Applying his background in Chemical Engineering, Muhammad is currently pursuing research projects in the field of Bioenergy and Environmental Engineering. One of the most promising and advanced technologies for sustainable fuel production is the production of bioethanol from lignocellulosic biomass (LCB) from crop residue, forest wood, waste paper and municipal organic waste. However, the process still faces some techno-economical challenges. As rice is the world’s third most abundant crop, leaving an annual crop residue of up to 900 million tonnes of “rice straw” after harvest, Muhammad is researching the development of a rice straw biorefinery (RSB). “Conventionally, most of the previous research in this field has focused on the recovery of a single product from rice straw (i.e. bioethanol)”, he explains.
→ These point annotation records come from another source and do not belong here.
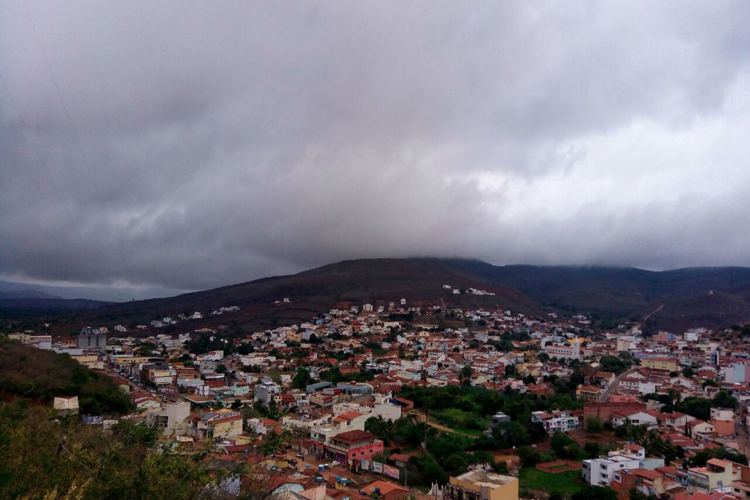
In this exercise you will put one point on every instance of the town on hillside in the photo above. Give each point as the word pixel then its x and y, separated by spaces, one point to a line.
pixel 398 400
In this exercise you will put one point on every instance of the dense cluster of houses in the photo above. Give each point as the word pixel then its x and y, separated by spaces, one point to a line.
pixel 193 397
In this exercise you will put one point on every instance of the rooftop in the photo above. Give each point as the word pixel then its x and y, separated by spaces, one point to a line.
pixel 483 478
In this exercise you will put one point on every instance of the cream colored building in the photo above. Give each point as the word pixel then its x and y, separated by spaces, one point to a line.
pixel 482 485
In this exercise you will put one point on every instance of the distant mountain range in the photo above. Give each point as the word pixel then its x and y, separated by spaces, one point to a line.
pixel 675 300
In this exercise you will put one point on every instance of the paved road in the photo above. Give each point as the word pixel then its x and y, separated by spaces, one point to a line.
pixel 742 436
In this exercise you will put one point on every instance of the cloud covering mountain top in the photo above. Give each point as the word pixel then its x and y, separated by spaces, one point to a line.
pixel 218 143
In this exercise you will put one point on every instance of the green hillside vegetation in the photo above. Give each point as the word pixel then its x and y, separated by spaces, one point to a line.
pixel 672 300
pixel 40 375
pixel 45 457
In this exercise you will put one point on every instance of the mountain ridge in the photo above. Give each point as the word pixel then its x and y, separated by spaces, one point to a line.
pixel 714 297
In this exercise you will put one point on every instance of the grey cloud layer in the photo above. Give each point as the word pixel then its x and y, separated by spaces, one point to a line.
pixel 239 140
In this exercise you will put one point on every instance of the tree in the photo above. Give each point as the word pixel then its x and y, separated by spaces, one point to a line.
pixel 528 455
pixel 595 493
pixel 273 443
pixel 301 379
pixel 564 446
pixel 725 400
pixel 594 425
pixel 593 450
pixel 455 465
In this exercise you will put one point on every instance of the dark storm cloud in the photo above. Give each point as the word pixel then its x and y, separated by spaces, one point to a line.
pixel 233 141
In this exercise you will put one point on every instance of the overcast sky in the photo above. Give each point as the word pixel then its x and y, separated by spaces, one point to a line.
pixel 214 143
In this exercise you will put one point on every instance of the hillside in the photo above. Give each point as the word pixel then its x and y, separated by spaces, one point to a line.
pixel 26 372
pixel 712 297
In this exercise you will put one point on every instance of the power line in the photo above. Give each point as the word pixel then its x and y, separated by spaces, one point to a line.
pixel 43 163
pixel 78 141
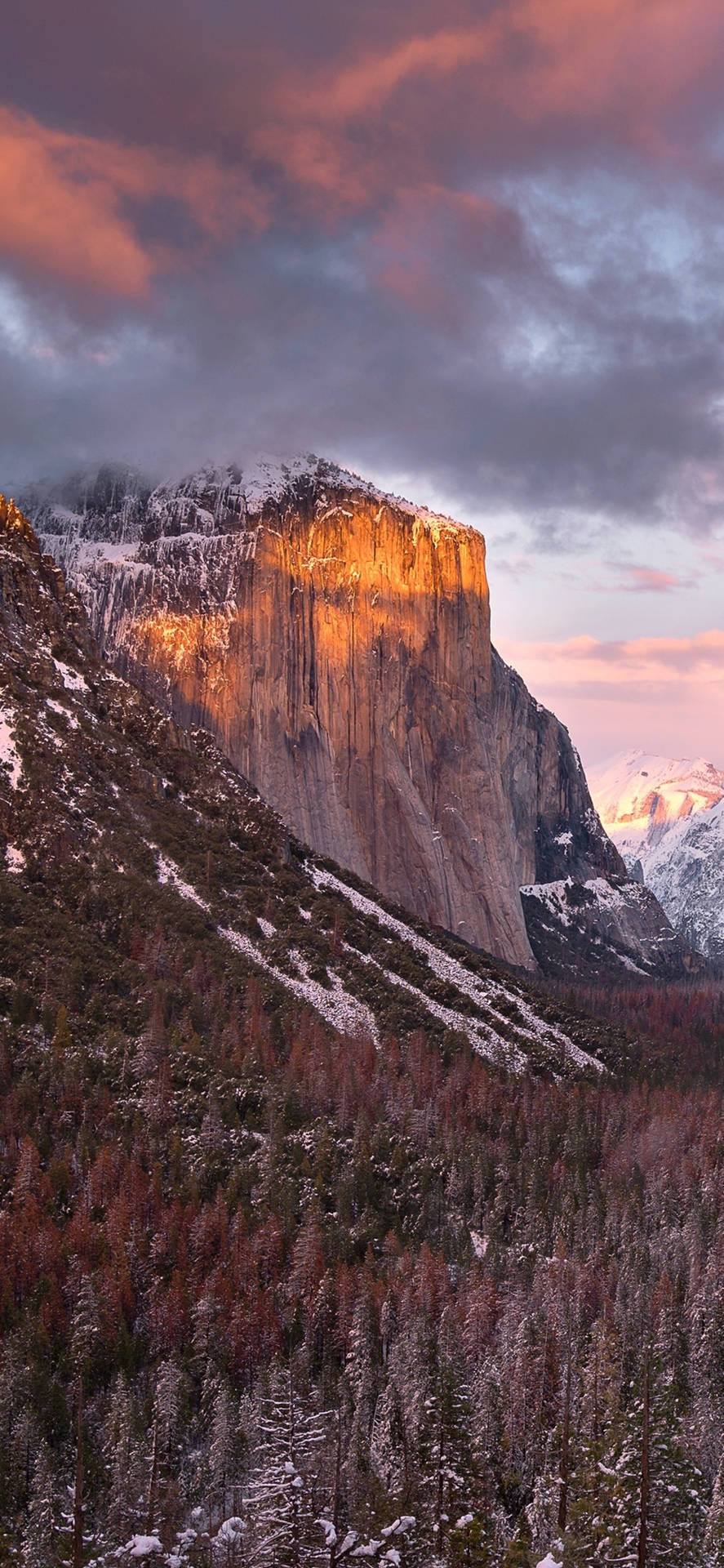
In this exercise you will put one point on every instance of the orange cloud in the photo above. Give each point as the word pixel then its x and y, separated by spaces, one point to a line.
pixel 528 63
pixel 71 204
pixel 643 661
pixel 664 693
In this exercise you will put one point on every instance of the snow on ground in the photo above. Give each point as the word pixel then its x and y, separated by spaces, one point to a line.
pixel 638 794
pixel 171 877
pixel 8 751
pixel 71 679
pixel 63 712
pixel 489 995
pixel 342 1010
pixel 482 1037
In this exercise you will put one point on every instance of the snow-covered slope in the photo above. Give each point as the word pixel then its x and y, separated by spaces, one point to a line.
pixel 666 817
pixel 685 869
pixel 115 823
pixel 640 795
pixel 335 645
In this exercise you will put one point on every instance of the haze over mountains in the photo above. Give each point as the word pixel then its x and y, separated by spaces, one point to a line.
pixel 335 644
pixel 666 817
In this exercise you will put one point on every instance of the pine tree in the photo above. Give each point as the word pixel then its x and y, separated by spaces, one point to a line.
pixel 286 1493
pixel 38 1544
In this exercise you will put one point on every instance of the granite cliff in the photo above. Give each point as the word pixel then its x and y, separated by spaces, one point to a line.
pixel 335 644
Muhammad’s concept of an RSB is for a systematic approach allowing the recovery of multiple products simultaneously: “bioethanol as a renewable fuel but also biomaterials (silica and biochar) from residual biomass”. This approach would allow for cleaner production, improved resource recovery and – crucially – reduce the costs by consolidating various processes in one biorefinery. “The biorefinery approach can easily be reinvestigated and scaled up in Pakistan”, says Muhammad, “because the country produces millions of tonnes of crop residues (wheat, rice, cotton, sugarcane, corn etc.) each year”. Together with an interdisciplinary team of colleagues, Muhammad is also investigating sustainable processes for wastewater treatment: a microalgal-advanced oxidation process (MAP) for the textile industry and a biochemical process using bacterial strains for tannery wastewater.
The jury lauded Muhammad’s holistic approach to sustainable development research. His projects not only have direct practical applicability but also seek unidentified areas of synergy between hitherto separate production processes to form a more efficient and altogether more sustainable process.